Scientists Use Phylogenetics to Trace the Travels of Bird Flu

Phylogeographer Robert Wallace has Bird Flu on the brain. Like many scientific researchers, when birds and people in Asia started dying from the virus he became concerned about the possibility of a flu pandemic. Biologists know that if the bird flu virus mutates in such a way that it can pass easily between humans, millions of people worldwide could die from the disease. What no one knows for sure is when and where this mutation will take place.

With the help of his colleagues Wallace is studying the factors that contribute to outbreaks of virulent bird flu. They do this by using DNA from different strains of the virus to understand how it has changed and spread over time and distance, an area of research known as Phylogeography. Their hope is that by understanding how and where the virus mutates they can help predict, and maybe even prevent, some of the factors that could contribute to a pandemic strain of this disease. You can read an article about their recent study here.
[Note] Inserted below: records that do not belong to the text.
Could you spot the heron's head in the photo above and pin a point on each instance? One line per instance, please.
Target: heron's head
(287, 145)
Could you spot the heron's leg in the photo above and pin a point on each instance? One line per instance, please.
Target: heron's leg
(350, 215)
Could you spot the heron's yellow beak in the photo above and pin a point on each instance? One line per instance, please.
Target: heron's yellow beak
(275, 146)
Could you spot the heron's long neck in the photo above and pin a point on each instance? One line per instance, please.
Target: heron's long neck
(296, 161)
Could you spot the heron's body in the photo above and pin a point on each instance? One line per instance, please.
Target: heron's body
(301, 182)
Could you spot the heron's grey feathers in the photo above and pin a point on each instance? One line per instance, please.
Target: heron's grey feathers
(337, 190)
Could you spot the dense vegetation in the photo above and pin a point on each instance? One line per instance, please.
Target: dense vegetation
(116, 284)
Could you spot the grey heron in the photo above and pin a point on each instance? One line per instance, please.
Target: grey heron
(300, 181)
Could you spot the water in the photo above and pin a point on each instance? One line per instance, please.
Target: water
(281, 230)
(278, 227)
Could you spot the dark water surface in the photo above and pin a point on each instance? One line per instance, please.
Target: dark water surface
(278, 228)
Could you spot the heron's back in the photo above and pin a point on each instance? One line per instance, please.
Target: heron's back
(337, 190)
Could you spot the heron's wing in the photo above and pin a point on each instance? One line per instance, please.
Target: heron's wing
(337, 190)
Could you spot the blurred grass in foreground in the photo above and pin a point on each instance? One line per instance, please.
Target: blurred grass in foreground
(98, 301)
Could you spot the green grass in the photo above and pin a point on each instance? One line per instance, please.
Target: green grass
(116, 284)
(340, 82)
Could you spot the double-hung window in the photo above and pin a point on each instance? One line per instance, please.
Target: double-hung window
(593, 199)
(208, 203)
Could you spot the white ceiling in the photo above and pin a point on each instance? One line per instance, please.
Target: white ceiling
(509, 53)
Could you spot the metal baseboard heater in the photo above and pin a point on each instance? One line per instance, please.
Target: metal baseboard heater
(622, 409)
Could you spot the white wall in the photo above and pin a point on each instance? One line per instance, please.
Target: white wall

So far Wallace and his colleagues have been able to piece together the road trip that Bird Flu has taken, and what they've found might make those of us who love chicken nuggets (and sandwiches, and lunch meats) a little uncomfortable. While you can't catch Bird Flu from eating chicken nuggets, it appears that industrial poultry production might be the perfect incubator for virulent strains of this disease. Wallace fears that if large poultry producers don't change their practices, they could eventually produce more than cheap chicken - they could breed a pandemic strain of bird flu.

But how does this work? Well, like lots of things, it's complicated. Generally speaking: because big poultry producers keep large numbers of genetically similar birds in one area, and because the immune systems of these birds are weakened by being crammed into cages and fed a poor diet, and also because new generations of birds are grown-up and shipped out quickly to make room for others, bird flu viruses can easily mutate and spread through the population. In some countries industrial production is happening in close proximity to wild populations of birds or to free-grazing domestic flocks - making it easy for these virulent strains to hitch a ride.

When you add all of this up, it starts to look as though there is a real connection between how we produce the food we eat and the diseases that threaten our health and well being. The question that comes next is how much are we willing to risk for a cheap chicken sandwich?